Wir machen Silvesterpause und schließen ab Montag die Kommentarfunktion für ein paar Tage.
  • Wer das Interview von Hoffmann in der WR gelesen hat (www.wr.de/politik/...-id215815093.html), der erkennt, dass Hoffmann die Idee der Sanktion gut findet. Er begründet die sicherlich etwas anders als das Arbeitgeberlager, aber "Das ist keine gute Idee. Erwerbsarbeit ist mehr als nur Broterwerb. Arbeit ist Teilhabe und wichtig für den sozialen Zusammenhalt." Ja und Nicht-Erwerb ist dann eben hier offen gelassen, aber es ist klar, dass Hoffmann Arbeitnehmer in den Blickt fasst und Arbeitslose eben nicht. Die sind für ihn auch ein Problem, sonst hätte er im Interview Sanktionen abgelehnt. Aber er bestand darauf. Seit 1983 gibt es mehr als 1 Mio. Arbeitslose in Westdeutschland, seit den 2000er Jahren ist die Zahl der Arbeitslosen noch nie unter 2 Mio. gesunken. Es ist sehr offensichtlich, dass Arbeitsplätze fehlen, um das Problem zu beheben. Zwar passen hier eins und eins nicht direkt ineinander, aber der Arbeitsmarkt ist nach wie vor durch ein Überangebot von Arbeitskräften geprägt. Und in Städten wie Hamburg treten weniger als 40 Prozent der Schulabgänger eine duale Ausbildung an. Hoffmann sollte mal lieber von dieser Seite das Phänomen Arbeitslosigkeit und Hartz IV betrachten. Menschen zwingen zu wollen, damit diese Arbeiten, wenn es nicht für alle Arbeitskräfte Arbeitsstellen gibt, ist Schwachsinn, aber es ist eben auch das ideologische Konstrukt der Arbeitgeber, die nur zu gerne das Problem des Fachkräftemangels ausrufen wollen.

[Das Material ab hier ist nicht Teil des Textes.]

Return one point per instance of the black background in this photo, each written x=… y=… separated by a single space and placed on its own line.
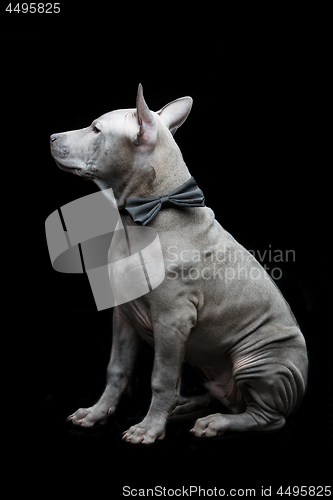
x=252 y=141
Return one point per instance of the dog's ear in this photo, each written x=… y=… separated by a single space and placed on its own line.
x=175 y=113
x=147 y=133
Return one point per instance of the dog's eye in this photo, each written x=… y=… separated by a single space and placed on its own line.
x=96 y=130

  • Ich nehme dem Hoffmann sein lauwarmes Statement nicht ab... Demnächst gibt es bestimmt noch ein Interview.

  • Da ist dem DGB-Chef Hoffmann wohl gerade noch rechtzeitig eingefallen, wie er das unangenehme Bild, das man von ihm bekommen hat, wieder korrigieren kann.

    Man kann die Furcht der Gewerkschaften aber auch verstehen, denn die Existenz und die Daseinsberechtigung der Gewerkschaften, hängt ja nur noch davon ab, ob es in Zukunft noch genügend Arbeitnehmer geben wird. Ob das allerdings den Gewerkschaften das Recht gibt, diesen Irrsinn mit Lohndumping, Zeitarbeitsfirmen und Hartz-IV-Arbeitssklaven mitzumachen, nur um ihre eigene Existenz zu verlängern – auf Kosten des kleinen Arbeitnehmers und auch auf Kosten von Millionen Hartz IV Beziehern – ist allerdings sehr fraglich. Der DGB-Chef Hoffmann ist aber jetzt auf dem richtigen Weg, hoffentlich kehrt er nicht wieder um.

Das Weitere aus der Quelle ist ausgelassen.